My understanding is that if I visit Florida from my home state in the northeast, where I’m not required to register, I must report my visit in Florida if my visit will last 3 days or longer. Could I legally hop hotels every two days and stay, say 10 continuous days, without reporting my visit -since I won’t be living in any one place (hotel) for 3 days?
Also, it seems from the new regs that if you’re no longer subject to federal SORNA that the 21-day notice of international travel doesn’t apply to you …. Is this your interpretation as well?
Thanks very much for any feedback.
If you don’t live in Florida, you have to report any visit over 2 days to the sheriff of the county you are visiting. Only residents get away with the ‘hotel hopping” for now.

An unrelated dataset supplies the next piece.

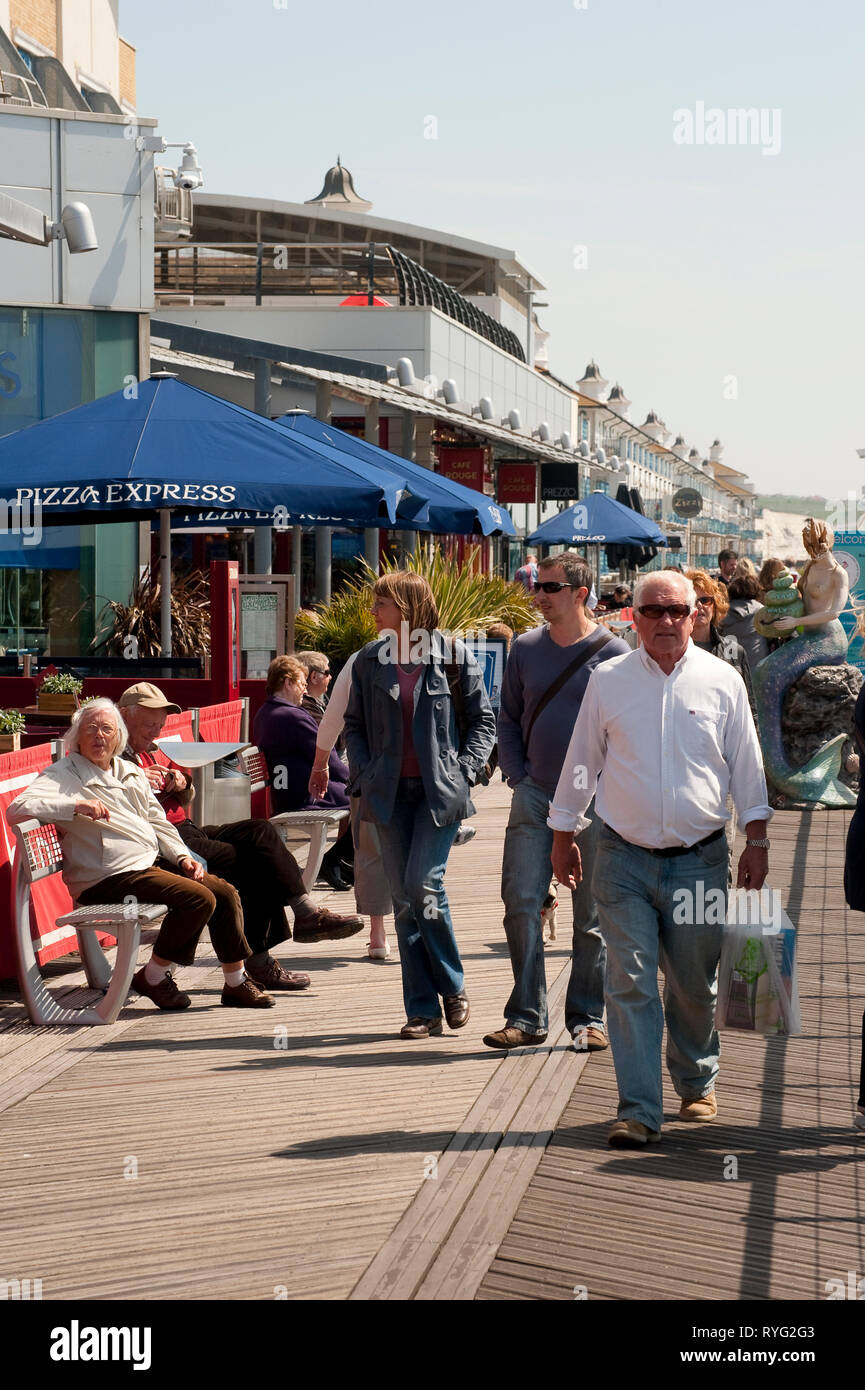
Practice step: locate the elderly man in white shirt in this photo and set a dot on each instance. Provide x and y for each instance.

You are asking for legal advice. You would need to contact a licensed Florida attorney for guidance. There is a difference between stating or analyzing a statute and giving an opinion on its general ramifications (not legal advice) and advising someone to take a specific course of action in order to comply with the law (legal advice, which only an attorney can do).
Lo and behold, the newly released DOJ SORNA “Rules and Regulations” explicitly state that the International Travel Notification, like other SORNA registration requirements at the Federal level, applies for as long as the individual is subject to federal registration.

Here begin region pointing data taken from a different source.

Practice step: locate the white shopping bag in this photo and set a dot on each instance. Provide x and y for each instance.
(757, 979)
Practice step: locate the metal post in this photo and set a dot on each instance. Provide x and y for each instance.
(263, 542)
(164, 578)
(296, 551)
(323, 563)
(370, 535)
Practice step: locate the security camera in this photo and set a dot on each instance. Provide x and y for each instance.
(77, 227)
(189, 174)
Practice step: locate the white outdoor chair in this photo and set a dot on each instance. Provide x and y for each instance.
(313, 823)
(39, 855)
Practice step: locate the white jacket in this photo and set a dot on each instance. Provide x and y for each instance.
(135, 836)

on page 9 of the newly promulgated regs, it states –
“International Megan’s Law added the international travel reporting requirements of SORNA and related authorities, appearing in 34 U.S.C. 20914(a)(7), (c) and implemented by §§ 72.6(d), 72.7(f) of this rule. In common with the other requirements under SORNA appearing in this rule, those requirements continue to apply until the end of the SORNA registration period. Whether registration jurisdictions choose to impose such requirements for longer periods than the registration periods prescribed by SORNA is within their discretion. See 73 FR at 38046.” [emphasis added]
in other words, as far as Federal SORNA is concerned, the IML Travel Notice requirement ends when the individual’s registration term ends under SORNA (per one’s Tier). However, individual jurisdictions can extend the requirements if they choose, for those required under their jurisdictions to register.

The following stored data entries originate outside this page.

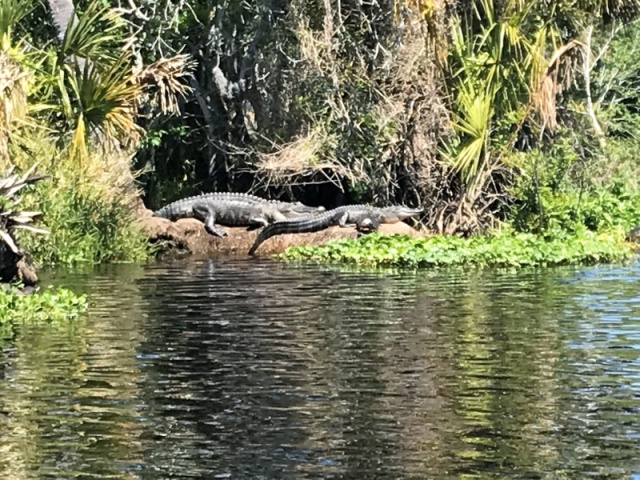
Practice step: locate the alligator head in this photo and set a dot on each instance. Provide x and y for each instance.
(397, 213)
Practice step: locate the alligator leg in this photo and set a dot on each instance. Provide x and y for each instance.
(208, 216)
(342, 221)
(257, 222)
(367, 225)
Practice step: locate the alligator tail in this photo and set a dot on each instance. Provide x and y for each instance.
(313, 223)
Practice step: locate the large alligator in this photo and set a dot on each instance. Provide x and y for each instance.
(233, 210)
(364, 217)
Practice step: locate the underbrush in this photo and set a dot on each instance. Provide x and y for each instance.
(51, 304)
(506, 248)
(87, 208)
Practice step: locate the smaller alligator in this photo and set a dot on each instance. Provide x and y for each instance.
(233, 210)
(364, 217)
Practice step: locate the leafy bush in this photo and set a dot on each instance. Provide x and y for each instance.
(505, 249)
(84, 226)
(88, 209)
(51, 304)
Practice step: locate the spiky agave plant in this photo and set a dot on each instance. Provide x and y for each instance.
(11, 218)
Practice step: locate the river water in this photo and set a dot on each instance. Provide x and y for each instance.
(246, 369)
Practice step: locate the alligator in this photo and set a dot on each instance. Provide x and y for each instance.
(233, 210)
(366, 218)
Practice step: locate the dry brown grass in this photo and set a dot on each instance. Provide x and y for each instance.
(163, 82)
(13, 101)
(294, 162)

So, it seems settled -if your time of registration is over per your Federal offense tier, no need to provide this International Travel Notice as far as Federal SORNA goes (though check if your state separately may require it).
If you’re no longer required to register in your home state, why would you go to FL and tell them you USED TO BE on a registry?
I’m not giving “legal advice”, I’m speaking in terms of common sense. When you’re released from registry obligations, why would you assume you need to go register in a place you’re only visiting for a vacation?
Here’s what lawyers need to do; Fight this bullshit because when people have completed their probations and registry requirements, the idea in his/her mind is “Yes! Finally free to live my life again!” No one, and I mean NO ONE is thinking “Gee, I should probably get myself caught up again in this bs by telling another state I was once on the registry in my home state.”
That’s like having been on probation for a DUI, going on a vacation somewhere and going to their local law enforcement to say “Hey, keep an eye on me. I have been known to drink and drive. Put me on probation while I’m here visiting, thanks.”